Oakworth was the only Alabama bank to make the Safest Banks list.
More recently, this January, Oakworth received a five-star rating of excellence based on stability and earnings measurements from Weiss Ratings, an independent provider of ratings and analysis of various banks and financial institutions.
According to the most recent figures available from the Alabama State Banking Department, Oakworth Capital has close to $260 million in assets and $220 million in total deposits as of March 31, 2014. The bank’s equity capital in December 2013 was at just over $41 million, according to the last report by the Federal Deposit Insurance Corp.
Oakworth has a lending limit of $9 million, with commercial lending making up about 70 percent of all of the bank’s lending, says Sam Scalici, Oakworth’s head of banking.
“We offer traditional commercial products, such as working capital lines of credit, equipment financing and leasing, term real estate financing and investment property,” he says.
Reed says the bank’s success is partly due to a prudent loan underwriting philosophy. “We want to invest in clients who see the value of our relationship beyond just being the cheapest money in town, and so that’s our approach, and it pays off in a lot fewer losses from our loan portfolio,” Reed says. “The better you know your clients, the less likely you’ll be surprised by something.

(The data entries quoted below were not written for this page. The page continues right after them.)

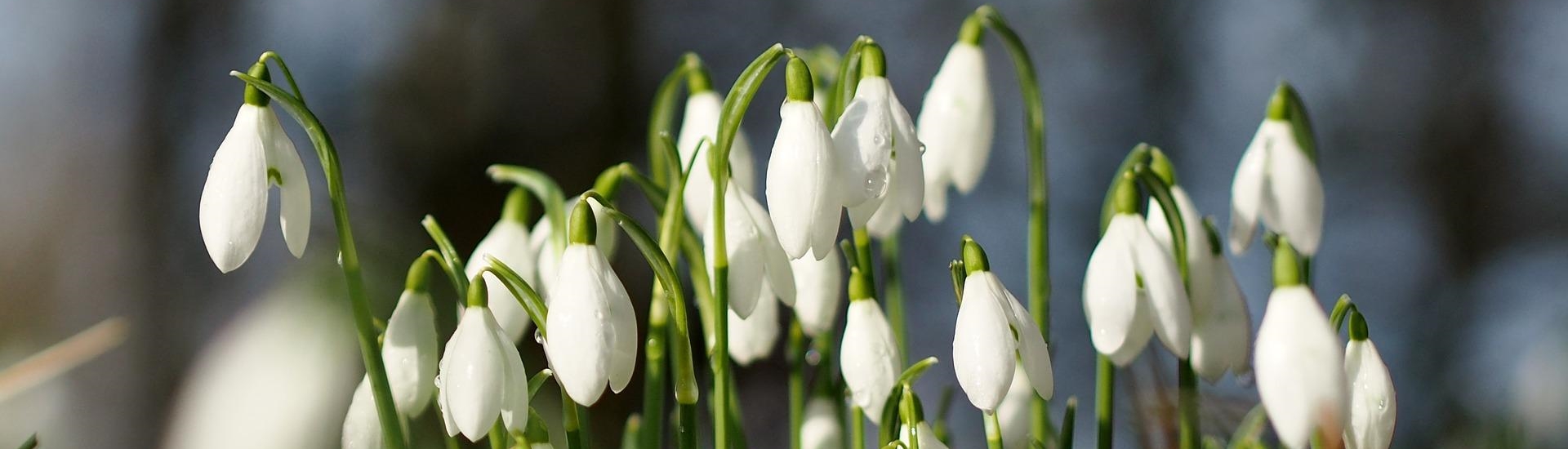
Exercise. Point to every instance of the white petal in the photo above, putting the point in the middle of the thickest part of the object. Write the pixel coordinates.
(295, 203)
(983, 345)
(1372, 399)
(1247, 192)
(472, 376)
(1167, 296)
(819, 292)
(410, 352)
(363, 428)
(1298, 367)
(1117, 316)
(1294, 204)
(869, 357)
(234, 198)
(509, 242)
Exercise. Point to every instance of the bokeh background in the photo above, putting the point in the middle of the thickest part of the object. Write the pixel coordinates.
(1441, 131)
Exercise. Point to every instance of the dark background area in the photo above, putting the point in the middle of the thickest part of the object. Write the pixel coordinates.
(1441, 136)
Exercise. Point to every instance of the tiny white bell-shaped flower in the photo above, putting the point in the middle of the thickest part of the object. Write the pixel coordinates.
(819, 292)
(755, 255)
(993, 335)
(591, 328)
(869, 355)
(255, 156)
(1298, 367)
(821, 428)
(702, 122)
(957, 122)
(509, 242)
(1220, 322)
(1372, 402)
(1278, 183)
(802, 176)
(482, 376)
(1133, 287)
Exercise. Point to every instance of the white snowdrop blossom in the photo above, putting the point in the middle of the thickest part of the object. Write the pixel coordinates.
(1298, 367)
(819, 292)
(1220, 322)
(957, 126)
(702, 122)
(1121, 314)
(1278, 183)
(591, 328)
(410, 352)
(1372, 402)
(482, 379)
(869, 357)
(255, 156)
(802, 183)
(755, 255)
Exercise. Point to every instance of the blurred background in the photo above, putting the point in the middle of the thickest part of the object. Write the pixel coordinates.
(1441, 136)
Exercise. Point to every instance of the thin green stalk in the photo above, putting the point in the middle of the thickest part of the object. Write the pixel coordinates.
(349, 256)
(1039, 192)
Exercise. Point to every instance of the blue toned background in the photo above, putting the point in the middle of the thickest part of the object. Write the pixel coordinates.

“We don’t do a lot of standard advertising,” says Reed. “Our primary form of advertising is referrals from prospects and clients. So we’ve added people in the banking and wealth area who have the primary responsibility to go out and network with people who fit our target profile.”
Scalici says the bank also engages in sponsorships.
Gaining new customers could eventually mean expanding to other cities, Reed says. The company is now at a point where it can begin exploring options for expansion, which he says could include acquiring another financial institution.
“We’re very interested in growing in Alabama first,” says Reed, “and potentially the surrounding states.”
Gail Allyn Short is a freelance writer for Business Alabama. She lives in Birmingham.